Email from San Francisco Symphony last night touts a partnership with.....Uber. "Ride with Uber and support the Symphony at the same time!" says the subject line.
I. Don't. Think. So.
SFS might not realize that Uber is widely detested, considered anti-labor (remember, they tried to pretend that their drivers aren't employees), and considered a very bad symbol of the so-called "sharing" economy.
As an organization whose major assets are the unionized musicians, in a city known for its leftist politics, the orchestra might want to think about who they might attract and who they might drive away with this so-called partnership.

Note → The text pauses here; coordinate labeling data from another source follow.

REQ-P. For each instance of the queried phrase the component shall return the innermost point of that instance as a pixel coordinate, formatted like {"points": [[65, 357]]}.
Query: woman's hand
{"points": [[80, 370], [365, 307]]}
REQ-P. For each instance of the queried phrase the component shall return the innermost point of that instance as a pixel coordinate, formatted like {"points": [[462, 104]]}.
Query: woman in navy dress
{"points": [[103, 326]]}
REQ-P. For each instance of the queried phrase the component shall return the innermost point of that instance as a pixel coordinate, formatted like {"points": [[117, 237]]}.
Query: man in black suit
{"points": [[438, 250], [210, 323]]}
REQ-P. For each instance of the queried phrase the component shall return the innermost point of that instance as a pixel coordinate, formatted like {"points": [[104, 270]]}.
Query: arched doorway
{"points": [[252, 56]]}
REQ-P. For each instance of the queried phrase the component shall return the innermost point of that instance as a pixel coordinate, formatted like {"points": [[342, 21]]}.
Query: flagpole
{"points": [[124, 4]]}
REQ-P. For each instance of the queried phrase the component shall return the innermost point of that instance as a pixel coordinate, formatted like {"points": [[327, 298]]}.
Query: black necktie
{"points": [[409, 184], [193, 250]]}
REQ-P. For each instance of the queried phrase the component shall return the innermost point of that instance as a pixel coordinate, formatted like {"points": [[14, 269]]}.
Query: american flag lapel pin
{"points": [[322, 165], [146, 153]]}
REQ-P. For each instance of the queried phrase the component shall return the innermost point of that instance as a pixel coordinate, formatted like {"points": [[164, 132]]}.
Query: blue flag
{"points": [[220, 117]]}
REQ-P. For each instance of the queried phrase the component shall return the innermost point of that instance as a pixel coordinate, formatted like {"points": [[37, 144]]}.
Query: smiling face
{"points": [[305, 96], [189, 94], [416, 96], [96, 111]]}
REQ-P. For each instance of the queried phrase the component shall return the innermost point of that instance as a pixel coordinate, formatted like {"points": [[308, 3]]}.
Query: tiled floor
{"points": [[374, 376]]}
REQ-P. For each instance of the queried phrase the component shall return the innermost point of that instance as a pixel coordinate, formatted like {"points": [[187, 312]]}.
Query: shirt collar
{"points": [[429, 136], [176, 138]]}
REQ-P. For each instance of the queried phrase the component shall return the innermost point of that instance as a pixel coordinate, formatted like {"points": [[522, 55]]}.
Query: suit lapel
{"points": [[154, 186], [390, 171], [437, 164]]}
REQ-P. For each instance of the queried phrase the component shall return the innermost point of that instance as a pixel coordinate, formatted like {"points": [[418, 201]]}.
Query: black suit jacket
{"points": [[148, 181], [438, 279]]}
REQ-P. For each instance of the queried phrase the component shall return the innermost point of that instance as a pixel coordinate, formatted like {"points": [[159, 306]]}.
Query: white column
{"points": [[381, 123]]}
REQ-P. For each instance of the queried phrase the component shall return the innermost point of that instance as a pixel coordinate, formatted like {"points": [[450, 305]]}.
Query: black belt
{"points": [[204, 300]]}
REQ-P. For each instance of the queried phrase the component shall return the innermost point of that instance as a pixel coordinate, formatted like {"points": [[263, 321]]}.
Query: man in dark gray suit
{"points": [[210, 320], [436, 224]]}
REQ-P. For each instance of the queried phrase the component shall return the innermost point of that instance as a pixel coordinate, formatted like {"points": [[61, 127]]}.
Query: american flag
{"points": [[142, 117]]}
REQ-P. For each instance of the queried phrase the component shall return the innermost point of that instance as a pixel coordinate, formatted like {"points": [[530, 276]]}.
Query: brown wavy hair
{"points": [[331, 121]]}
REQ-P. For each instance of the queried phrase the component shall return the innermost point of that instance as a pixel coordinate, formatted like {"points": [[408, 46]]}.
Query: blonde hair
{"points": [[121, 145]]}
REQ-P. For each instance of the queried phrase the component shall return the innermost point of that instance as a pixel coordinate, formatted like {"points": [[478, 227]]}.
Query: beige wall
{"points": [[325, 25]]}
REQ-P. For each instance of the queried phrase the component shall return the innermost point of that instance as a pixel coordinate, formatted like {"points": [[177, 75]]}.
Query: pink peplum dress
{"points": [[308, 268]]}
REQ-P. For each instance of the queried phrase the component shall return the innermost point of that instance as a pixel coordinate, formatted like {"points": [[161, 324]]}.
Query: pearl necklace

I'm certainly not going to touch it. I get to SFS from the east bay using a combination of car, AC Transit bus, and/or BART, and it's going to stay that way.
4 comments:
https://twitter.com/billmon1/status/651968916256890880
Ahahaha! I get to call Godwin on you.
Clickable version of that link, since Blogger is too stupid to make it clickable:
https://twitter.com/billmon1/status/651968916256890880
Not that I don't agree with the controversial nature of Uber's labor practices, but are they any more detested (or detestable) than your typical corporate sponsors, like banks and airlines? On the former, are their business practices really worse than corporate behemoths that pay close to no taxes and arguably played the single biggest part in the country's worst economic crisis since the Great Depession? I could imagine SF might be a bit different, but I assure you Uber would be a lot less widely detested in New York than, say, Bank of America or United Airlines...which is not to suggest it doesn't matter, but rather that the problem may be a lot more systemic about funding the arts generally.
Probably not more detestable, no: because they're new, with a newish business model, Uber doesn't blend into the sinkhole of corporate horror as well as banks and airlines.
As you note, the banks can bring down an economy, but Uber can't.